We have responses to everything that touches our lives, but sometimes it is difficult to manage all the feelings. We question ourselves: Is this my real feeling or is this made-up to cover up for the “truth”? Do I have the right to feel this way?
Anyone, that has spent time delving into the inner-workings of the self, know we must pull all the layers back – the ones we have created to fit in, or the ones that have been created as a protection mechanism – to find how we truly feel. And even when we get there, we often have the impulse to explain why we feel the way we do.
I have known and have finally learned that my feelings don’t have to be “right” or “wrong”, but do have the right to exist.
It is a mistake to look at our feelings and try to understand them from a point of view where we need to classify them as good or bad, right or wrong. If we could instead just look at our feelings as our own response to something or someone without judgment, we would find a great deal more of well-being and compassion for own selves.

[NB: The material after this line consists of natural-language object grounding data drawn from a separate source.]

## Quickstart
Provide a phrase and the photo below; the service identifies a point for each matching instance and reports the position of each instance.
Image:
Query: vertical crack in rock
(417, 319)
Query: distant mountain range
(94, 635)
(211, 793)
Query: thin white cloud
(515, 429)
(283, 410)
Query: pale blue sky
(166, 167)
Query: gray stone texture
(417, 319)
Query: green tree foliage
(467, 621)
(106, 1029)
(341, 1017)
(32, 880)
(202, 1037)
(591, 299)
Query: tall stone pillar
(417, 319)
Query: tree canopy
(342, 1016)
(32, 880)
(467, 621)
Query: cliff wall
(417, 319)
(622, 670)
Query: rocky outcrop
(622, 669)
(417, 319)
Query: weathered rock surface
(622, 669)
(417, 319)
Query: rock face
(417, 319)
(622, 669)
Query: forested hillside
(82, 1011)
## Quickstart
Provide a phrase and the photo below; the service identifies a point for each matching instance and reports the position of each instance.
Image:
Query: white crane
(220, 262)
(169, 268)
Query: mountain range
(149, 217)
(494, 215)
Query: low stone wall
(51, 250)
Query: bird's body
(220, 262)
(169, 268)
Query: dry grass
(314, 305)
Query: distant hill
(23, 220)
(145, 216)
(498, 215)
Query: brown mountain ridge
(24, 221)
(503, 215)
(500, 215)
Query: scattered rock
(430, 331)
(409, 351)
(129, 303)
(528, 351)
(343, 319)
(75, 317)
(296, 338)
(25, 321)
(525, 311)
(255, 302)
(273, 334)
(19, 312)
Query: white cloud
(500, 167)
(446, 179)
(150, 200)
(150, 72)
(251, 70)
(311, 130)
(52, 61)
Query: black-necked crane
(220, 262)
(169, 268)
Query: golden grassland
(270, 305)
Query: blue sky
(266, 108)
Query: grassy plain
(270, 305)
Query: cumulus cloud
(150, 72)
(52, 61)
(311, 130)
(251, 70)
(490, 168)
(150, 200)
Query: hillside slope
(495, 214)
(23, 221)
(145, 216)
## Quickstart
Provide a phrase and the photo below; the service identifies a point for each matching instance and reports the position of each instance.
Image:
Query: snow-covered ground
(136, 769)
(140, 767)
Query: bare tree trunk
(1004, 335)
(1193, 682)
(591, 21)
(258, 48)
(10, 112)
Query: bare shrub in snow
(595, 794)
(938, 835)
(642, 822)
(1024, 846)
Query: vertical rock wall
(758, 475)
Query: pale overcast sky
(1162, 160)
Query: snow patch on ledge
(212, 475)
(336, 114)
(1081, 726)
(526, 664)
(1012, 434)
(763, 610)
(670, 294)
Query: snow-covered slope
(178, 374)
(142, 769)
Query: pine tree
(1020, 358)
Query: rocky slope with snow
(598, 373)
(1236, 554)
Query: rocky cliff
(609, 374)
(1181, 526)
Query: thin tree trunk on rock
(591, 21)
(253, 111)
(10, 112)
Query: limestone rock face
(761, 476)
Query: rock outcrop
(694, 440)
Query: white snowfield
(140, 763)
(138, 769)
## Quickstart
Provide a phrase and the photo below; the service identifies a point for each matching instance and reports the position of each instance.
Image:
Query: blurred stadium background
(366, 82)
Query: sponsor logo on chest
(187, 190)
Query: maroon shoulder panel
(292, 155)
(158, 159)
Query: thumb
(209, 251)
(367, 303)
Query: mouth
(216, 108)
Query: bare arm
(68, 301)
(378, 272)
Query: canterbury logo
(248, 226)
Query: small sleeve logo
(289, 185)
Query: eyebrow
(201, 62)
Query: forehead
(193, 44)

Learning to allow our feelings to exist, come as a result of a great deal of inner-working. It is usually then followed by trusting our instincts and knowing that our core is strong enough to support us in whatever results from our actions. In that there is great freedom.
Feelings often evade logic and operate at a different cadence. That is most clear in romantic relationships. Why do we like each other? On paper it may not work, but in life it does. Or the other way around. Why is that? Feelings don’t necessarily follow logic.
Often instead of simply acting according to our feelings, we try to explain them away and get others to help in this endeavor. But, regardless how well-intentioned a friend, partner or family member is, they can’t fully understand and therefore help guide our responses.
It all comes back to an intimate relationship with the self. Once we have that we learn to give room to our feelings knowing they are valid as they are and regardless of the results we will be okay.
We stand-up for how we feel without anger or judgment with the singular thought of: this is who I am and this is how I feel.